In an optional embodiment, a refrigerant inflow port of the indoor heat exchanger in the cooling mode is provided with a heating device, and the heating device can be controlled to start or stop heating and can heat the refrigerant flowing through the refrigerant inflow port when the heating device starts heating; through the heating of the heating device, the heat of the refrigerant flowing through the refrigerant inflow port can be increased, the temperature of the refrigerant is increased, and therefore the refrigerant can flow into the indoor heat exchanger at a higher temperature compared with the refrigerant after being throttled by the throttle valve.
Here, the surface temperature of the indoor heat exchanger of the indoor unit is mainly affected by the temperature of the refrigerant flowing through the indoor heat exchanger, and the temperatures of the indoor heat exchanger and the refrigerant are in a positive correlation relationship, that is, if the temperature of the refrigerant flowing into the indoor heat exchanger is low, the surface temperature of the indoor heat exchanger affected by the temperature is also low; otherwise, the surface temperature of the indoor heat exchanger is high. Like this, through the heating control to heating device, can be through exerting the influence to the refrigerant temperature that flows in, and then change indoor heat exchanger's surface temperature to take place the necessary temperature conditions of condensation and adjust on the indoor heat exchanger, in order to reach the effect that reduces the condensation and clear away the condensation even.

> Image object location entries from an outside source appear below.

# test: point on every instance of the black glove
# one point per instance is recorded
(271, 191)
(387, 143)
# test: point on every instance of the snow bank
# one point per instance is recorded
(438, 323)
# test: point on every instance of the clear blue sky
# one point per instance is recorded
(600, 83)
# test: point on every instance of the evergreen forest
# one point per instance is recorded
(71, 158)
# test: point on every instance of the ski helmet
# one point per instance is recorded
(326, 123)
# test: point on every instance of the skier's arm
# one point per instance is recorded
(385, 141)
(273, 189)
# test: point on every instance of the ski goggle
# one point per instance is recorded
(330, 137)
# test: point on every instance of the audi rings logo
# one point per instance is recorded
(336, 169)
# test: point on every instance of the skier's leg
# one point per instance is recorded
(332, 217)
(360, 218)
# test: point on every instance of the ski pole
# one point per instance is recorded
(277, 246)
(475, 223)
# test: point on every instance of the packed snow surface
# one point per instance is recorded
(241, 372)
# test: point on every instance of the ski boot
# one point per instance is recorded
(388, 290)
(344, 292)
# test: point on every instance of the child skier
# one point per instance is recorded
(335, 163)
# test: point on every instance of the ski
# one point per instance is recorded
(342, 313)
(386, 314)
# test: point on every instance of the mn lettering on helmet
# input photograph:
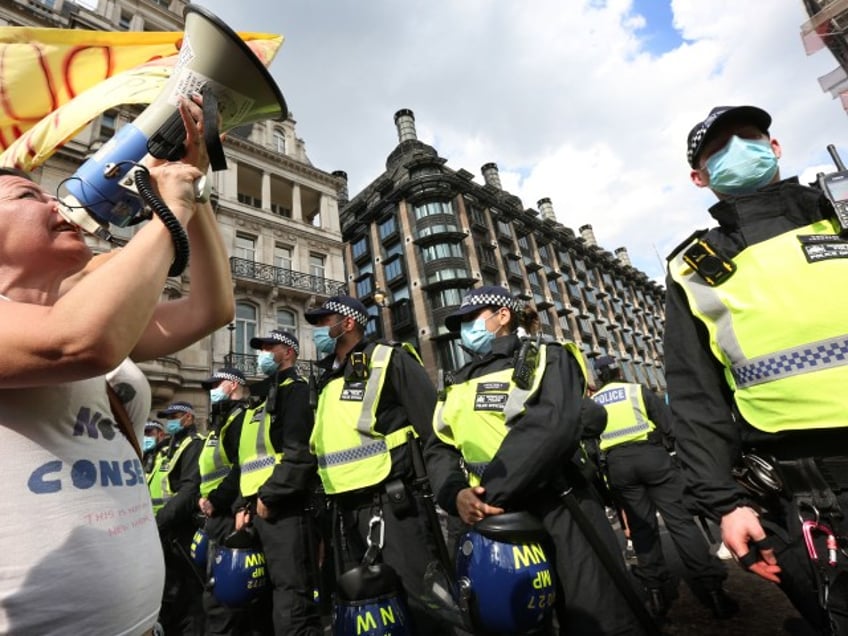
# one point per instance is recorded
(505, 574)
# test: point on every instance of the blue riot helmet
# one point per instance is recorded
(369, 603)
(238, 568)
(505, 575)
(199, 549)
(238, 575)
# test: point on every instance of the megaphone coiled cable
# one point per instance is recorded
(178, 234)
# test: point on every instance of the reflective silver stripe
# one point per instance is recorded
(215, 474)
(824, 354)
(370, 449)
(379, 360)
(258, 464)
(709, 304)
(641, 427)
(352, 454)
(803, 358)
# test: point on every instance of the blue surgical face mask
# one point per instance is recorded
(325, 344)
(217, 395)
(172, 427)
(475, 336)
(266, 363)
(149, 443)
(742, 166)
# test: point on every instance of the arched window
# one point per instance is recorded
(245, 327)
(280, 142)
(287, 319)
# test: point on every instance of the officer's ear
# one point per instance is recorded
(700, 178)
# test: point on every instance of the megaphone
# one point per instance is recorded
(214, 61)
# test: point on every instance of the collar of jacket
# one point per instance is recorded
(326, 363)
(786, 199)
(502, 348)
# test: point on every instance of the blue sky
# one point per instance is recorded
(585, 102)
(658, 34)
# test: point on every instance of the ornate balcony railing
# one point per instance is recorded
(243, 268)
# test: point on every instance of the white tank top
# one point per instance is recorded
(79, 548)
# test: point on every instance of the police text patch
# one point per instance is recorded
(490, 401)
(353, 392)
(823, 247)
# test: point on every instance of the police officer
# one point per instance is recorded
(174, 487)
(644, 479)
(154, 436)
(372, 397)
(754, 345)
(228, 396)
(277, 476)
(506, 434)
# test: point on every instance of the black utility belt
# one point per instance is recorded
(395, 492)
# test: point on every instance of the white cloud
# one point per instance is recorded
(563, 96)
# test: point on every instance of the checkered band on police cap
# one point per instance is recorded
(226, 373)
(286, 338)
(745, 114)
(486, 296)
(348, 307)
(491, 297)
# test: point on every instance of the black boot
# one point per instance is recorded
(657, 605)
(722, 605)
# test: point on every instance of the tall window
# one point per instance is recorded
(287, 320)
(245, 327)
(316, 265)
(282, 256)
(280, 142)
(245, 247)
(433, 207)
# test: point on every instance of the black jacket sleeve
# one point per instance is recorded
(660, 415)
(445, 471)
(294, 477)
(593, 417)
(185, 484)
(541, 440)
(707, 437)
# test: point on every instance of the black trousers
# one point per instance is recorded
(291, 563)
(409, 547)
(645, 480)
(182, 600)
(588, 601)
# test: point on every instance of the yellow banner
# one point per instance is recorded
(54, 81)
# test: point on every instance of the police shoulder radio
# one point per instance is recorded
(835, 186)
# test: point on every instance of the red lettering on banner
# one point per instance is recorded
(48, 89)
(70, 58)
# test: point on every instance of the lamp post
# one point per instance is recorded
(381, 299)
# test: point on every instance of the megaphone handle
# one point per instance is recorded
(211, 132)
(178, 234)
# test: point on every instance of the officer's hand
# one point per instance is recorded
(242, 518)
(471, 508)
(261, 508)
(744, 536)
(206, 507)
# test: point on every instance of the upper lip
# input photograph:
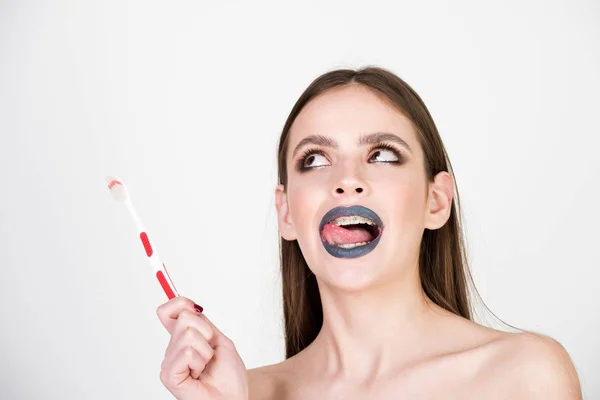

Alternatively, the type of heating device includes, but is not limited to, a resistive heating device, an electromagnetic heating device, and the like. It should be understood that other types of heating devices in the related art that can be applied to directly heat a fluid or to heat a pipe to indirectly heat a fluid can be applied to the air conditioner of the present application, and thus, should be covered within the scope of the present application.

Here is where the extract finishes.